April 26, 2020

Veggie Plants, Produce, and Pollinator Favorites

It’s time to get the spring plants in the ground! This week at the Virtual Farmstand, we have a few tomato and pepper plants left, as well as zucchini starts and some bumblebee, hummingbird, and butterfly favorites for your pollinator garden.  We also have some nice produce, including sugar snap peas, kale, chard, and artichokes, as well as duck and chicken eggs. As always, we have several different Sonoma County honeys and our own organic lavender oil, hydrosol, sachets, and lavender hand sanitizer too. You can order online here, and pick up on Tuesday or Friday between 10 AM and 12 PM at the farm (3883 Petaluma Hill Rd, Santa Rosa).

Dark Green Zucchini plants--highly productive!
Bees N Blooms lavender products are made from our own certified organic lavender. Pure lavender oil, lavender hydrosol, and a new lavender hand sanitizer spray.
Sungolds are one of our favorites. Sweet and prolific, perfect with mozzarella for a Caprese salad. Indeterminate, 57 days to maturity.
Aloha Rose Basketflower, an absolute FAVORITE of bumble bees!
Mountain Mint. A real favorite of the honey bee
Maximillian sunflower, a long-blooming perennial, providing both pollen and nectar for pollinators.
Horsemint. Hummingbirds love this plant!
McKana Giants Columbine. Great for cuts!
Ruby Buckwheat, a perennial native buckwheat that many native pollinators adore. Blooms late in the season, providing valuable nectar resources during August and September.
Angel (the white gander), Honey (with the baby), and Ella. They are very protective of the new little one.

In other farm news, our baby geese are growing up fast, and we’re now integrating the incubated chicks May and Max (imprinted on humans) with the adult geese and the one baby they are raising. It’s going OK, although one of the adult geese is always chasing Max and May. I’m sure they will work it out over time, but as the official “goose mom” of Max and May, I do worry!

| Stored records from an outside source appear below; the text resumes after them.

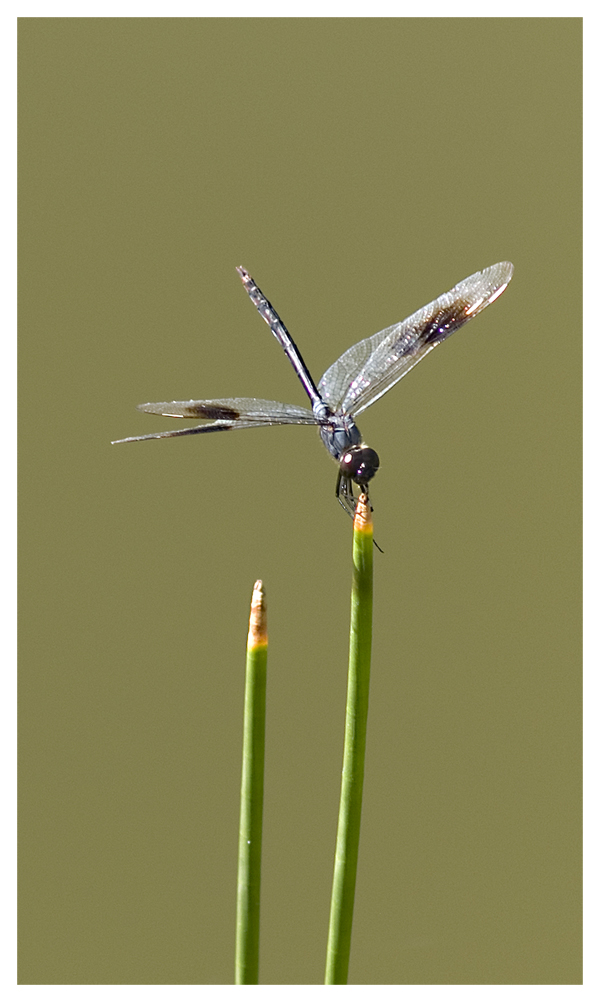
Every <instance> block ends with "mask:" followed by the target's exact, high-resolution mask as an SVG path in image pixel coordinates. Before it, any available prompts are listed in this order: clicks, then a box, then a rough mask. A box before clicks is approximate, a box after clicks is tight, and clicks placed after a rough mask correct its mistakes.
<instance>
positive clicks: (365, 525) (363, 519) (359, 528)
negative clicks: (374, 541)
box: [353, 493, 373, 534]
mask: <svg viewBox="0 0 598 1000" xmlns="http://www.w3.org/2000/svg"><path fill="white" fill-rule="evenodd" d="M353 528H354V529H355V531H363V532H368V533H369V534H371V532H372V531H373V527H372V509H371V507H370V504H369V501H368V498H367V496H366V495H365V493H362V494H361V496H360V497H359V500H358V501H357V507H356V508H355V516H354V517H353Z"/></svg>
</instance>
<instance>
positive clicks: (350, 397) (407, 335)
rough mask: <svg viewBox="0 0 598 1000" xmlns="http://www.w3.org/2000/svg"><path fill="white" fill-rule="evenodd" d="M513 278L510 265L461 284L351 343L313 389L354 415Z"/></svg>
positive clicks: (375, 400)
mask: <svg viewBox="0 0 598 1000" xmlns="http://www.w3.org/2000/svg"><path fill="white" fill-rule="evenodd" d="M512 274H513V265H512V264H511V263H509V261H502V262H501V263H499V264H493V265H492V267H487V268H485V269H484V270H483V271H477V272H476V274H472V275H470V277H469V278H465V280H464V281H460V282H459V284H458V285H455V287H454V288H452V289H451V291H450V292H446V293H445V294H444V295H441V296H440V298H438V299H435V301H434V302H430V303H429V305H427V306H424V307H423V308H422V309H419V310H418V312H416V313H414V314H413V315H412V316H409V317H408V318H407V319H404V320H403V321H402V322H401V323H396V324H395V325H394V326H389V327H387V328H386V329H385V330H381V331H380V332H379V333H375V334H374V336H373V337H368V338H367V339H366V340H362V341H360V342H359V343H358V344H354V346H353V347H350V348H349V350H348V351H345V353H344V354H342V355H341V357H340V358H339V359H338V361H335V362H334V364H333V365H332V366H331V367H330V368H329V369H328V371H326V372H325V373H324V375H323V376H322V378H321V379H320V383H319V385H318V389H319V391H320V393H321V395H322V398H323V399H324V401H325V402H326V403H328V405H329V406H330V407H331V408H332V409H338V408H339V407H340V409H341V410H342V412H344V413H350V414H352V415H353V416H356V415H357V414H358V413H361V412H362V411H363V410H365V409H366V408H367V407H368V406H371V404H372V403H374V402H375V401H376V400H377V399H379V398H380V396H383V395H384V393H385V392H388V390H389V389H392V387H393V385H395V384H396V383H397V382H398V381H399V379H402V378H403V376H404V375H406V374H407V372H408V371H410V370H411V369H412V368H413V366H414V365H416V364H417V363H418V362H419V361H421V360H422V358H424V357H425V356H426V354H429V353H430V351H431V350H432V349H433V348H434V347H436V346H437V345H438V344H440V343H442V341H443V340H446V338H447V337H450V335H451V333H454V332H455V330H458V329H459V327H460V326H463V324H464V323H467V322H468V320H470V319H473V317H474V316H477V315H478V313H480V312H482V310H483V309H485V308H486V306H489V305H490V303H491V302H494V300H495V299H497V298H498V296H499V295H501V294H502V292H504V290H505V288H506V287H507V285H508V283H509V281H510V280H511V277H512Z"/></svg>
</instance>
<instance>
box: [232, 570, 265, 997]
mask: <svg viewBox="0 0 598 1000" xmlns="http://www.w3.org/2000/svg"><path fill="white" fill-rule="evenodd" d="M267 660H268V633H267V630H266V601H265V593H264V588H263V586H262V581H261V580H258V581H257V583H256V584H255V586H254V588H253V596H252V599H251V615H250V618H249V635H248V638H247V660H246V668H245V711H244V717H243V772H242V776H241V818H240V822H239V866H238V874H237V924H236V942H235V985H236V986H245V985H255V984H257V982H258V972H259V947H260V876H261V864H262V815H263V804H264V752H265V737H266V664H267Z"/></svg>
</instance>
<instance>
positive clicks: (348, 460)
mask: <svg viewBox="0 0 598 1000" xmlns="http://www.w3.org/2000/svg"><path fill="white" fill-rule="evenodd" d="M340 464H341V469H342V473H343V476H346V477H347V478H348V479H353V480H354V482H356V483H357V484H358V485H359V486H365V485H366V484H367V483H369V481H370V479H373V478H374V476H375V475H376V473H377V471H378V469H379V468H380V459H379V458H378V455H377V453H376V452H375V451H374V449H373V448H368V447H366V445H364V444H360V445H357V446H356V447H354V448H349V449H347V451H346V452H345V454H344V455H343V456H342V458H341V460H340Z"/></svg>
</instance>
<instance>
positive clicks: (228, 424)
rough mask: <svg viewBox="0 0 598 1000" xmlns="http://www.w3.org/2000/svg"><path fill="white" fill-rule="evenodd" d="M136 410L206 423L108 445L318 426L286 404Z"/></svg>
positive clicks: (126, 440)
mask: <svg viewBox="0 0 598 1000" xmlns="http://www.w3.org/2000/svg"><path fill="white" fill-rule="evenodd" d="M137 409H138V410H142V411H143V412H144V413H157V414H160V415H161V416H163V417H188V418H192V419H195V420H197V419H198V418H199V419H202V420H208V421H210V422H209V423H206V424H198V425H197V426H196V427H185V428H182V429H181V430H177V431H161V432H159V433H158V434H142V435H141V436H138V437H130V438H121V439H120V440H118V441H113V442H112V444H123V443H125V442H128V441H151V440H155V439H157V438H163V437H183V436H185V435H188V434H209V433H214V432H215V431H228V430H241V429H246V428H249V427H271V426H273V425H276V424H317V423H318V421H317V420H316V418H315V417H314V415H313V413H312V412H311V410H306V409H305V407H303V406H293V405H292V404H290V403H277V402H275V401H274V400H272V399H243V398H236V399H189V400H187V401H185V402H177V401H173V402H171V403H141V405H140V406H138V407H137Z"/></svg>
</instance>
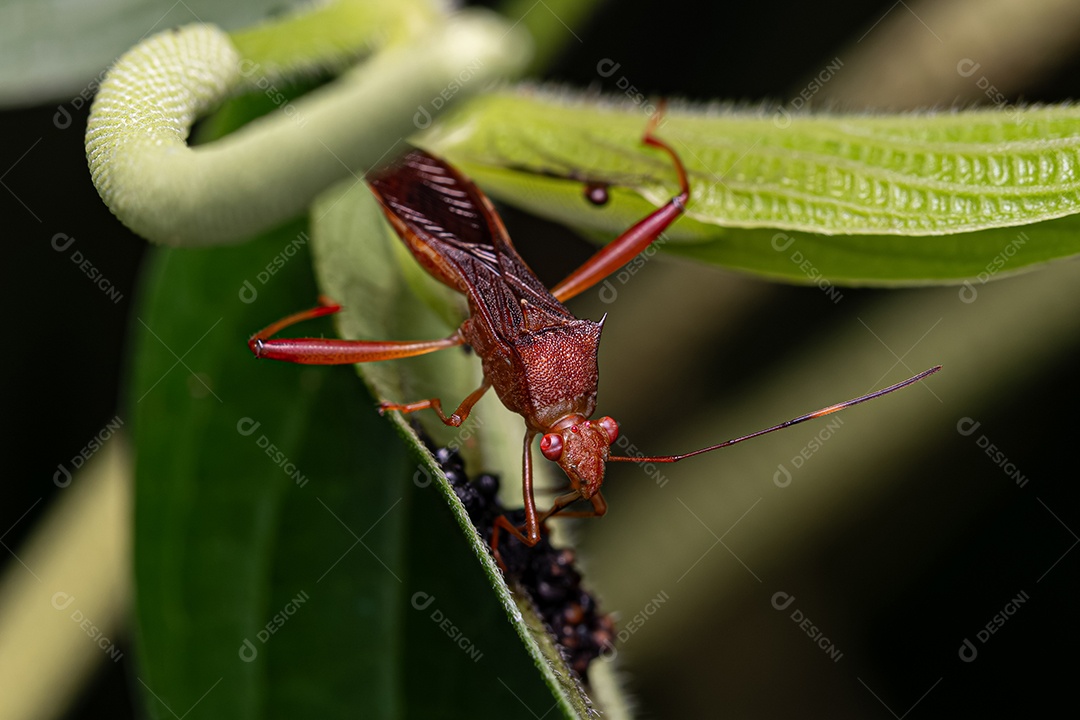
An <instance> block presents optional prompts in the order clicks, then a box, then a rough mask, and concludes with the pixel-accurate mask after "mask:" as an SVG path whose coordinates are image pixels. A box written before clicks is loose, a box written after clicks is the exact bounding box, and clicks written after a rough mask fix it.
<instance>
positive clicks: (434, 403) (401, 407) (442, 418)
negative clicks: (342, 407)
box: [379, 379, 491, 427]
mask: <svg viewBox="0 0 1080 720" xmlns="http://www.w3.org/2000/svg"><path fill="white" fill-rule="evenodd" d="M490 386H491V383H490V382H488V381H487V380H486V379H485V380H484V384H482V385H481V386H480V388H477V389H476V390H474V391H472V392H471V393H470V394H469V396H468V397H465V398H464V399H463V400H461V405H459V406H458V409H457V410H455V411H454V415H451V416H449V417H447V416H446V415H445V413H444V412H443V402H442V400H440V399H438V398H437V397H432V398H430V399H426V400H417V402H416V403H381V404H379V412H387V411H388V410H397V411H399V412H416V411H417V410H427V409H428V408H431V409H432V410H434V411H435V412H437V413H438V419H440V420H442V421H443V422H444V423H446V424H447V425H450V426H451V427H457V426H459V425H460V424H461V423H463V422H464V421H465V418H468V417H469V413H470V412H472V406H473V405H476V402H477V400H480V398H481V397H483V396H484V393H486V392H487V390H488V388H490Z"/></svg>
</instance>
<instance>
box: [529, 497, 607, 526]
mask: <svg viewBox="0 0 1080 720" xmlns="http://www.w3.org/2000/svg"><path fill="white" fill-rule="evenodd" d="M580 499H581V495H580V494H579V493H577V492H567V493H566V494H565V495H559V497H558V498H556V499H555V502H554V503H552V506H551V510H549V511H548V512H546V513H544V514H543V515H541V516H540V521H541V522H543V521H544V520H546V519H548V518H549V517H552V516H553V515H556V514H557V515H558V516H559V517H600V516H603V515H605V514H606V513H607V501H606V500H604V495H602V494H600V493H598V492H597V493H596V494H595V495H593V497H592V498H590V499H589V502H591V503H592V504H593V507H592V510H575V511H570V512H568V513H564V512H563V508H564V507H566V506H567V505H569V504H570V503H572V502H575V501H577V500H580Z"/></svg>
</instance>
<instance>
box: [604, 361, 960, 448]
mask: <svg viewBox="0 0 1080 720" xmlns="http://www.w3.org/2000/svg"><path fill="white" fill-rule="evenodd" d="M940 369H942V366H941V365H935V366H934V367H932V368H930V369H929V370H923V371H922V372H920V373H918V375H916V376H914V377H912V378H908V379H907V380H904V381H903V382H897V383H896V384H895V385H889V386H888V388H882V389H881V390H876V391H874V392H873V393H868V394H866V395H860V396H859V397H855V398H852V399H850V400H847V402H843V403H837V404H836V405H829V406H828V407H825V408H822V409H820V410H814V411H813V412H808V413H807V415H802V416H799V417H798V418H792V419H791V420H787V421H786V422H782V423H780V424H779V425H773V426H772V427H766V429H765V430H759V431H757V432H756V433H751V434H750V435H743V436H742V437H737V438H734V439H731V440H726V441H724V443H720V444H718V445H712V446H710V447H707V448H701V449H700V450H693V451H692V452H686V453H684V454H679V456H657V457H651V458H626V457H622V456H610V457H609V458H608V460H609V461H615V462H638V463H640V462H678V461H679V460H686V459H687V458H692V457H693V456H699V454H703V453H705V452H712V451H713V450H719V449H720V448H726V447H730V446H732V445H735V444H738V443H742V441H743V440H748V439H751V438H754V437H760V436H761V435H768V434H769V433H774V432H777V431H778V430H783V429H785V427H791V426H792V425H797V424H799V423H800V422H806V421H807V420H813V419H814V418H823V417H825V416H826V415H832V413H834V412H837V411H839V410H842V409H845V408H849V407H851V406H852V405H859V404H860V403H865V402H866V400H872V399H874V398H875V397H881V396H882V395H888V394H889V393H891V392H894V391H897V390H900V389H901V388H906V386H907V385H910V384H913V383H916V382H918V381H919V380H922V379H923V378H927V377H929V376H931V375H933V373H934V372H936V371H937V370H940Z"/></svg>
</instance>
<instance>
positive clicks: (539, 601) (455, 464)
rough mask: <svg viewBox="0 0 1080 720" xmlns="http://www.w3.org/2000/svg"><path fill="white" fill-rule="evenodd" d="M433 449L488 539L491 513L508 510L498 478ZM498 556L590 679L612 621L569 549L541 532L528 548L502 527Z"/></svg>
mask: <svg viewBox="0 0 1080 720" xmlns="http://www.w3.org/2000/svg"><path fill="white" fill-rule="evenodd" d="M434 453H435V458H436V459H437V460H438V463H440V464H441V465H442V467H443V472H444V473H446V477H447V479H449V481H450V486H451V487H453V488H454V491H455V492H456V493H457V495H458V498H459V499H460V500H461V503H462V504H463V505H464V506H465V511H467V512H468V513H469V517H470V519H472V521H473V525H474V526H476V530H477V531H478V532H480V534H481V535H482V536H483V538H484V540H486V541H487V542H488V543H490V542H491V529H492V527H494V525H495V518H497V517H499V516H500V515H502V514H503V513H507V511H505V510H504V508H503V507H502V505H500V504H499V500H498V492H499V478H498V477H496V476H495V475H488V474H484V475H481V476H480V477H477V478H476V479H475V480H473V481H470V480H469V476H468V475H465V471H464V463H463V461H462V460H461V456H459V454H458V453H457V452H455V451H453V450H449V449H447V448H438V449H436V450H434ZM507 515H508V518H509V519H510V521H511V522H514V524H515V525H521V524H522V522H524V521H525V510H524V508H522V510H516V511H511V512H509V513H507ZM499 555H500V556H501V557H502V561H503V563H504V565H505V566H507V574H508V575H509V576H510V578H512V579H514V580H516V581H517V583H518V585H521V587H522V588H524V589H525V590H526V592H528V593H529V595H530V596H531V597H532V602H534V604H535V606H536V608H537V611H538V612H539V613H540V615H541V616H542V617H543V619H544V622H546V623H548V626H549V627H550V628H551V630H552V634H553V635H554V636H555V640H556V641H557V642H558V644H559V646H562V647H563V650H564V651H565V654H566V658H567V662H568V664H569V665H570V667H572V668H573V669H575V670H576V671H577V673H578V675H580V676H581V678H582V679H583V680H585V681H586V682H588V681H589V663H591V662H592V661H593V660H595V658H596V656H598V655H599V654H600V652H603V651H604V649H605V648H608V649H610V648H611V644H612V643H613V642H615V623H613V622H612V621H611V617H610V616H608V615H605V614H602V613H599V612H598V611H597V609H596V600H595V599H594V598H593V596H592V595H590V594H589V593H586V592H585V590H584V589H583V588H582V587H581V573H579V572H578V571H577V569H575V567H573V551H571V549H567V548H564V549H558V548H556V547H552V544H551V542H549V540H548V535H546V534H544V535H541V538H540V542H539V543H537V545H536V546H535V547H527V546H526V545H524V544H523V543H521V542H518V541H517V540H516V539H515V538H513V536H511V535H509V534H508V533H505V532H503V533H502V534H501V535H500V540H499Z"/></svg>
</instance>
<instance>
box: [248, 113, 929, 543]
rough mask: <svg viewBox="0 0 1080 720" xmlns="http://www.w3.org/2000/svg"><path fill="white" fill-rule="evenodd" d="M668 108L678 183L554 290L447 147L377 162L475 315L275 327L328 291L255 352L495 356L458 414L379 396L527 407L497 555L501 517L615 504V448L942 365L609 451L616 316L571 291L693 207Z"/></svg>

They are Cotton Patch geese, a breed that was used in the Southeast U.S. to help weed cotton fields before herbicides were used extensively. The males are typically white and the females are either solid gray or gray mixed with some white in a saddleback pattern if they have the “pied” gene. Ours are the solid gray type. They are friendly and chatty and provide great entertainment and assistance with weeding (I keep trying to train them to love bindweed). The breed is rare now, and we are trying to do our part to keep it alive and healthy. We love their antics and their closeness to humans.

We hope to be open at some point when they County gives the go-ahead. We’ll keep you posted!

Farm News
About Susan Kegley

Susan is one of the owners of Bees N Blooms farm. She loves farming and beekeeping because they provide a never-ending source of engagement with nature, opportunities for puzzle-solving, observation, and learning new things, and access to breathtaking beauty and wonder.

7 Comments
  1. Marian Doyle-Landis May 20, 2020 at 10:04 pm Reply

    hello . im looking for milkweed and one with the bigger leaves and stems. do you have that ? thanks

    • Those are the Common Milkweed. We have some growing, but they are not quite ready for sale yet. Another few weeks. Our Monarchs don’t arrive until late summer/fall, so there’s time!

  2. So glad email works well, love to see your enterprise blossom! Might have to order to do my part, your neighbor to the west, heidi keller.

  3. I would love to pick up sugar snap peas if you have available tomorrow morning ?

  4. Thanks for the update, goose mom. It is good to “hear your voice”.
    As the old TV ad used to say, “Open, open, open!”